Data for Tax-Calculator#
A Tax-Calculator Records
object is created by passing a Pandas
DataFrame or a string that provides the path to a CSV file with data
you’d like to use with Tax-Calculator.
Using prepared data with Tax-Calculator#
To make Tax-Calculator more useful out of the box, it includes three
data options for users, two of which (cps.csv
and puf.csv
) are
created in the taxdata
repository, and one of which
(tmd.csv
) is created in the tax-microdata
repository.
We refer users to those repositories for more specific documentation
of these data, but we provide a brief overview of the three prepared
data options that are compatible with Tax-Calculator.
Current Population Survey data (cps.csv
)#
Using the Records.cps_constructor()
method to create a Records
class object, Tax-Calculator users will be loading the taxdata
Current Population Survey (CPS) data file. This file is based on
publicly available survey data, which is then weighted in taxdata
to
hit IRS/SOI targets. The data are then grown out to hit aggregate
forecasts through the time horizon available in Tax-Calculator
(approximately the next 10 years). All the files required to use this
prepared data option are included in the Tax-Calculator package.
Tax-Calculator provides unit tests to ensure that certain totals are
hit with the CPS-based file. However, users should note that these
tests are simply to ensure the accuracy of Tax-Calculator’s tax
logic and not the accuracy of the CPS-based data file produced by
taxdata
. Please see the
taxdata documentation for any
validation of those data.
2011 IRS public use data (puf.csv
)#
The taxdata repository also produces a weights file and growth
factors file for use with the 2011 IRS-SOI Public Use File (PUF). For
users who have purchased their own version of the 2011 PUF, the
puf_weights.csv.gz
and growfactors.csv
files that are included in
Tax-Calculator can be used along with the taxdata
generated puf.csv
file when using Tax-Calculator.
We refer users of the PUF to the IRS limitations on the use of those
data and their distribution. We also refer users of the PUF weights
file and grow factors to the
taxdata documentation for
details on how to use these files with the PUF and to see how well the
resulting tax calculations hit aggregate targets published by the IRS.

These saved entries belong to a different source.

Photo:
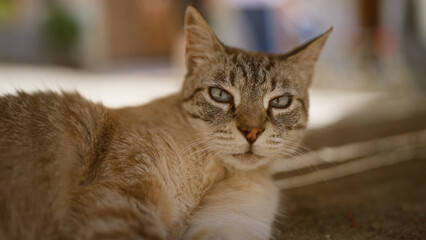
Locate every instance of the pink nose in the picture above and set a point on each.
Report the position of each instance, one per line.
(250, 133)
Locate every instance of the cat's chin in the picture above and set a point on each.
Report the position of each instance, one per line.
(245, 161)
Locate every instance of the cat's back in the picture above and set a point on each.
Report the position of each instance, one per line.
(48, 142)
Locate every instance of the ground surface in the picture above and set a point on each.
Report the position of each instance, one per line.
(387, 203)
(384, 203)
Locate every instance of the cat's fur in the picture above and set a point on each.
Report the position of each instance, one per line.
(175, 168)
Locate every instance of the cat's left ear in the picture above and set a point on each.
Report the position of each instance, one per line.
(202, 44)
(304, 58)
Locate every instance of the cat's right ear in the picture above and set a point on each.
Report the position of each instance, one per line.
(201, 42)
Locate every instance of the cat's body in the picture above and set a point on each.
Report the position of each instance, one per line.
(190, 166)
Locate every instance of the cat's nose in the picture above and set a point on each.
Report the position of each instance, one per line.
(251, 133)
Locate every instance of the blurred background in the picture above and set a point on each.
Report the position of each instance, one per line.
(130, 51)
(375, 44)
(368, 107)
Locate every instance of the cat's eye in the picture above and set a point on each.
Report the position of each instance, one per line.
(280, 102)
(220, 95)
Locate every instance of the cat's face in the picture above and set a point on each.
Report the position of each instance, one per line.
(249, 108)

However, we do note that analysis with a PUF-based data file tends to
be more accurate than the cps.csv
file and that the validation of
Tax-Calculator with other microsimulation models uses the puf.csv
file.
2015 IRS public use data (tmd.csv
)#
The tax-microdata
repository
produces an input variables file (tmd.csv
), a national weights file
(tmd_weights.csv.gz
), and a variable growth factors file
(tmd_growfactors.csv
) that can be used with the Tax-Calculator
package beginning with the 3.6.0 release. The tmd.csv
file is
available only to Tax-Calculator users who have purchased their own
version of the 2015 IRS-SOI PUF. For those users, those three files
are avaiable from the tax-microdata repository. These three tmd files
can be used with the Tax-Calculator Python API (using the
Records.tmd_constructor()
static method) or with the Tax-Calculator
CLI tool, tc
.
Using other data with Tax-Calculator#
Using other data sources with Tax-Calculator is possible. Users can
pass any csv file to the Records
class and, so long as it has the
appropriate input
variables, one
may be able to obtain results. Using Tax-Calculator with custom data
takes care and significant understanding of the model and data. Those
interested in using their own data with Tax-Calculator might also look
to the Tax-Cruncher
project, which is built as an interface between Tax-Calculator and
custom datasets.